Friday, July 06, 2018

Les Nuits de Paris by Restif de la Bretonne


One would suppose from Jacques Barzun’s introductory essay to this selection that this project, which Restif originally imagined as 1,001 Parisian Nights, was conceived as a sort of documentary experiment.  An exhaustive catalogue of the seamy nocturnal underworld of Paris in the late 18th century, Restif’s extended rambles and the salacious tableaux he witnessed (and more often than not inserted himself into as a sort of immaculate and irreproachable moral authority – a pretty damn good joke in its own right) were allegedly duly reported to “the Marquise”, a mysterious noblewoman with an apparently bottomless desire to assist the poor, the disadvantaged, and the unavoidably debauched.  Barely 30 pages into this selection – itself a portion of a much larger work – we’ve already met con artists, brothel keepers, grave robbers, pickpockets, juvenile delinquents, murderers, pedophiles, gay-baiters, child prostitutes, and “effeminate men”. 
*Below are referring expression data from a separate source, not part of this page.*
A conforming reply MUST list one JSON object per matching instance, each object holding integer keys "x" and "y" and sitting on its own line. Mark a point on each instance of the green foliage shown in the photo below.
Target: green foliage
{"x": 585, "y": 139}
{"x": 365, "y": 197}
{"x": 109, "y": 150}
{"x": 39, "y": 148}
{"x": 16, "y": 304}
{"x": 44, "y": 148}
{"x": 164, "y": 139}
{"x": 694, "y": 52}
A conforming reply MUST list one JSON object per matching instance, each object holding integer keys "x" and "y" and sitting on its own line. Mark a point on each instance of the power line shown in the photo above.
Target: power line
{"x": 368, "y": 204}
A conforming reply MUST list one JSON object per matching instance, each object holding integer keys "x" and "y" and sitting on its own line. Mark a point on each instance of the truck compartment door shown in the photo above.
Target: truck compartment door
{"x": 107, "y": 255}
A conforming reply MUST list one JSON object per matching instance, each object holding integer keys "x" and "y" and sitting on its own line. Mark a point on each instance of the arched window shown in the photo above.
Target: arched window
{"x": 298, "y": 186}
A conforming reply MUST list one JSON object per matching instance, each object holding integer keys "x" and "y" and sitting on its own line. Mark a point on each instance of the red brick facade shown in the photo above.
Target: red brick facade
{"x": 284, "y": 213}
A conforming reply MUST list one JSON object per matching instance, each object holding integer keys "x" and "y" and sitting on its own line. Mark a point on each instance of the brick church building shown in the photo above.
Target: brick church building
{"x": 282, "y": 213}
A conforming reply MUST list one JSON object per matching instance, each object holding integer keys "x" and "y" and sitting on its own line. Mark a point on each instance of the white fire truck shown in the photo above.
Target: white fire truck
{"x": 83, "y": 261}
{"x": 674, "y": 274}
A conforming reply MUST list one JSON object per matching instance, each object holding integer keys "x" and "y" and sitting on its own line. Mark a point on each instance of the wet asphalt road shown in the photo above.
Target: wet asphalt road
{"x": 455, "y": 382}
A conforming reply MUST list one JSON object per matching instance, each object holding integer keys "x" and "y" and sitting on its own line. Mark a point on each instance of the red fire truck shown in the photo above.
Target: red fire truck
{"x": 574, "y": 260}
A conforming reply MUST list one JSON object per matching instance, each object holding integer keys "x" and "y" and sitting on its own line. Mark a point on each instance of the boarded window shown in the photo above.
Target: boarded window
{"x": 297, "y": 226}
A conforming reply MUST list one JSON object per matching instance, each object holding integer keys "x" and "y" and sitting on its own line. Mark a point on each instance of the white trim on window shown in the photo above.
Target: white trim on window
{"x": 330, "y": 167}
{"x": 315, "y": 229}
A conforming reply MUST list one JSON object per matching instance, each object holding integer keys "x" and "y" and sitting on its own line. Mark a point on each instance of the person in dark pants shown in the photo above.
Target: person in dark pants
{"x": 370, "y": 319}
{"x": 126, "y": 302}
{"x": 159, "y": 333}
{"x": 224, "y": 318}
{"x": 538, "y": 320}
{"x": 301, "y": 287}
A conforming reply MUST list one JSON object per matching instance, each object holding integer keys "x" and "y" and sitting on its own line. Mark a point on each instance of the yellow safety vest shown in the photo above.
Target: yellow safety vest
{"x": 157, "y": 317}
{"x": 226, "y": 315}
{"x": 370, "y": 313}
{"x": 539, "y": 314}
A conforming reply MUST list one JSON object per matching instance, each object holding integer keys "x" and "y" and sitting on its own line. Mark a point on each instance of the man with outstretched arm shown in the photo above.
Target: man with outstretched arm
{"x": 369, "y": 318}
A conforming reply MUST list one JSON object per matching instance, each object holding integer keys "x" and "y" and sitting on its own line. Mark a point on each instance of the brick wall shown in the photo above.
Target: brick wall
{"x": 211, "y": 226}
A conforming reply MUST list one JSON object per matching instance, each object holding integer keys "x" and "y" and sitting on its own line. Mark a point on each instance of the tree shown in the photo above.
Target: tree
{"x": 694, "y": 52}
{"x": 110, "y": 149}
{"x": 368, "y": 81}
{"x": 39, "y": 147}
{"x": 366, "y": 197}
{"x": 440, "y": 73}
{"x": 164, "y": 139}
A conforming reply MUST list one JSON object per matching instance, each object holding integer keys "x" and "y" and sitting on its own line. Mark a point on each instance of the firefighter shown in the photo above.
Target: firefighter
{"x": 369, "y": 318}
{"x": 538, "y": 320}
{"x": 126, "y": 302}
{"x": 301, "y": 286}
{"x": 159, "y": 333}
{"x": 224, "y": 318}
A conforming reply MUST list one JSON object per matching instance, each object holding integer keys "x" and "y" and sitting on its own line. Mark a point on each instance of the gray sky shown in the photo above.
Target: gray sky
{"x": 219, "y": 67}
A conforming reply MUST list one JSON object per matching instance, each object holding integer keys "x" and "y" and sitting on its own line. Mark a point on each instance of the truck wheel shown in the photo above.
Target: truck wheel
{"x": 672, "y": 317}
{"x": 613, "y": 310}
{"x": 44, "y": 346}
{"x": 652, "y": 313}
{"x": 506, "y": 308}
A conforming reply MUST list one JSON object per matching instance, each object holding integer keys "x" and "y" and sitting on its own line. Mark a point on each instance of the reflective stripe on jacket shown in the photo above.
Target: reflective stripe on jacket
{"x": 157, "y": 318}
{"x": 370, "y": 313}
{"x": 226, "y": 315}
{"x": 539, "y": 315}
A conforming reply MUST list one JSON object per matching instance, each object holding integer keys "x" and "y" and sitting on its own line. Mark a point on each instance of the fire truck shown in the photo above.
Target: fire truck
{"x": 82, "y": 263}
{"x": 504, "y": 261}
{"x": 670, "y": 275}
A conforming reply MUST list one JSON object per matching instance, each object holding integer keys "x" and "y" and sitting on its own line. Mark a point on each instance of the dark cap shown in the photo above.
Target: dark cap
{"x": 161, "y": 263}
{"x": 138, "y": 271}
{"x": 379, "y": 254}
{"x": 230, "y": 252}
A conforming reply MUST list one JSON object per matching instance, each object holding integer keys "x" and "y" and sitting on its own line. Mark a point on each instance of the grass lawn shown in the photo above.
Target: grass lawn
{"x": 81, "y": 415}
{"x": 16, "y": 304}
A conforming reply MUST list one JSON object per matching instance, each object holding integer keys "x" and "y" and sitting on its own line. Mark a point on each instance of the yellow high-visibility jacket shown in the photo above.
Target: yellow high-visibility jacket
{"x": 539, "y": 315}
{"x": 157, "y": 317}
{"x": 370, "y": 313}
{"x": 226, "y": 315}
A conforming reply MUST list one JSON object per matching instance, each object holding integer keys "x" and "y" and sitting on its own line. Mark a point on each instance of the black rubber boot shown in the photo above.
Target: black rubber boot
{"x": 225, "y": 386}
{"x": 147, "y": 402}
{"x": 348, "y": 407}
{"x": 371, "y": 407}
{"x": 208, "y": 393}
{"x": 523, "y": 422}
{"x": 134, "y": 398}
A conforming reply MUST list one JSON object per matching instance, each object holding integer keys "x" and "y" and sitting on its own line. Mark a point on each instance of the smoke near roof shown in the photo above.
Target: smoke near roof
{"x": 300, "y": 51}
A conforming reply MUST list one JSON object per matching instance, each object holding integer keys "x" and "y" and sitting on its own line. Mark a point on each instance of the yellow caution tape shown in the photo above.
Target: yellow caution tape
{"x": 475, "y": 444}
Restif (the “de la Bretonne” was an affectation) was a tireless scribbler who, when he wasn’t on the prowl for a suitable orifice, was consumed with writing about what he found when he got there, and keeping precise records that, if we can trust him as an erotic memoirist, rival those of his near contemporary, Giacomo Casanova.  On his own terms, this short, fat, balding and swarthy fellow was a bit of a libertine, or as we might more accurately describe his sort these days, a serial rapist. In these pages, however, the idealized Monsieur Restif is much more interested in returning seduced young maidens back into the arms of their worried parents than one would suspect from what we know of his autobiographical portrayal in other works.

The dust jacket of my 1962 edition shows an amusingly clean drawing of Paris in broad daylight that belies the dark and disturbing portrait of the nocturnal metropolis that Restif is trying to convey. Reading the selections, I like to imagine what a delightfully dark series of graphic storybooks this could make under the pencil of a suitably talented illustrator (think of something akin to Dore’s illustrations of London as a city of dreadful night).

We must assume that there is a kernel of reality in the vision that Restif is attempting to portray, but I am less inclined than Mr. Barzun to see Restif as a social reformer (although he did, in fairness, support reformation – although certainly not elimination – of prostitution in Paris) than as an exploitative storyteller trading on and embellishing to lurid effect the dangers and degeneracies of the lost and hopeless habitués of the dark city. This is neither Henry Mayhew’s London nor Jacob Riis’s New York, but rather an entertainment based on the debased sufferings of the lower depths, in which the Marquise is the conscious stand-in for the titillated reader. It is, for all that, quite entertaining, particularly when taken in small doses.